Philippe Djian : "Ca c'est un baiser", entretien

Djian joue la friction,
par Bernard Géniès

Cinq épisodes de la vie d’un homme confronté à la mécanique de l’existence: c’est le nouveau roman de Djian. Électrique et tendre.

La vie chez Djian, c’est toujours pareil. C’est un truc pas facile qui vous tombe dessus. Quelquefois, ça disjoncte, les plombs sautent, et puis ça repart. C’est comme un courant électrique, alternatif de préférence, avec l’émotion et les frictions en plus. Les frictions, c’est précisément ce qu’endure le héros de son nouveau roman, récit en cinq actes d’une existence plombée. Ce sont les lecteurs d’une nouvelle publiée dans «le Monde» au cours de l’été 2000 qui ont suggéré à Philippe Djian d’écrire la suite de l’histoire de ce gamin de 11ans, témoin d’une scène chaotique et violente entre ses parents. «Je te quitterai jamais», dit alors l’enfant à celle qui envoie son père se faire voir ailleurs.

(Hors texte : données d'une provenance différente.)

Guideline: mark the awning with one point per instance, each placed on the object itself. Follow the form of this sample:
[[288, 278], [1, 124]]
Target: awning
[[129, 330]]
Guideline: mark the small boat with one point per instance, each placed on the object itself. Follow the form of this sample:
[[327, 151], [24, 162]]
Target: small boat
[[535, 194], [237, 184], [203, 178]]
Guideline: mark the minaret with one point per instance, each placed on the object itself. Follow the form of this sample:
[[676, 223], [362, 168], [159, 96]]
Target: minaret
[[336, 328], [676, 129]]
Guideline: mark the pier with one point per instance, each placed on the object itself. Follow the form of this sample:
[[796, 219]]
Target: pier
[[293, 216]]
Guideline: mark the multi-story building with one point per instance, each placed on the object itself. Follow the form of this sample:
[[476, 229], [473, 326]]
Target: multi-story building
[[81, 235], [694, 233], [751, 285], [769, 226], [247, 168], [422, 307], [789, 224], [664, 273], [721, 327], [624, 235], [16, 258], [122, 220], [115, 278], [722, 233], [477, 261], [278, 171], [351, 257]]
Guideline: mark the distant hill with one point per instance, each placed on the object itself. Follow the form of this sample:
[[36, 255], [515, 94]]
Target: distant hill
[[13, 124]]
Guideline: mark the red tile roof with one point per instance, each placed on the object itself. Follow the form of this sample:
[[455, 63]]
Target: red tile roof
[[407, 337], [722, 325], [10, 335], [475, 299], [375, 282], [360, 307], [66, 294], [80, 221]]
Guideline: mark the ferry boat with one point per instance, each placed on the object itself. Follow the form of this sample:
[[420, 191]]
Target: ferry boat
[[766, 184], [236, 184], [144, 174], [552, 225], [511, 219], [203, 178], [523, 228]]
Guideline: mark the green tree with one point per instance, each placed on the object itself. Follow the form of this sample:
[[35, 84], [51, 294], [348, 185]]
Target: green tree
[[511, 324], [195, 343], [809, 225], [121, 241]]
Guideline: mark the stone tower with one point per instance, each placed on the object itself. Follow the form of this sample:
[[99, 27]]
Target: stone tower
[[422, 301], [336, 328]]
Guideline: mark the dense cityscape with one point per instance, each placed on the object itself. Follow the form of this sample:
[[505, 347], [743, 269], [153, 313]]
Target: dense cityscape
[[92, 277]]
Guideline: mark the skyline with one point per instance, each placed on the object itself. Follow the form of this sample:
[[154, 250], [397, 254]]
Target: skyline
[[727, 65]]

Il ne croit pas si bien dire. Ou plutôt il dit trop bien ce qui va lui arriver. Car à force de ne pas vouloir se séparer de cette mère patiemment possessive, il va finir par bâtir tout son destin autour d’elle. La progression de cette lente aimantation n’est pas linéaire. Djian a choisi de n’en raconter que les épisodes clés: la première vraie relation amoureuse de son héros avec une femme de vingt ans son aînée; son mariage, éphémère et explosif; sa carrière de libraire puis d’éditeur; enfin, sa relation avec sa fille, âgée de 18 ans.
Entre ces différentes stations – comme dans un chemin de croix même si celui-là ne conduit à aucun Golgotha – le lecteur est invité à combler les vides. Chacune de ces séquences en effet est hermétique, sans lien apparent avec les autres. L’unique fil conducteur est le personnage de la mère: alcoolique un temps, elle s’envoie en l’air avec des gens de son âge, «pour me punir de l’avoir laissée», dit le narrateur. Le fils va même jusqu’à prendre en charge un de ses amants ivrognes, mais la démarche n’est pas innocente, c’est juste le temps de lui enfoncer la tête sous l’eau, pour le voir se débattre dans sa médiocrité.
«Frictions» est un roman d’une douce et insoutenable violence. Toujours à deux doigts du gouffre, le héros assiste à quelques tragédies dont il paraît sortir indemne. En maniant l’ellipse, Djian coupe tout ce qui pourrait relever du pathos. Chez lui, ce sont les situations qui créent la tension, et non l’affect des personnages. Dans cet univers rugueux, dur, la tendresse n’a pas de nom et pourtant elle existe. Le héros a beau affirmer, à la fin du récit, qu’il est pris dans une «puissante tenaille», entre sa mère et sa fille, il n’en démontre pas moins qu’il ne dédaigne pas être le maître d’œuvre de cette double friction, source de conflits, source de chaleur. «Quelque chose en moi n’avait pas grandi», affirme encore le narrateur. Son mal-être vient de là sans doute. Dans une très belle scène, on voit ce héros arranger sur la tête de l’ivrogne d’amant de sa mère un chapeau, de telle manière qu’il ressemble ainsi vaguement à son père disparu. Alors il chuchote: «Tu m’as tellement manqué, tu nous as tellement manqué.» Djian l’a compris: ce qu’il y a d’effrayant dans la vie, ce n’est pas son chaos, ce sont les absences qui la peuplent.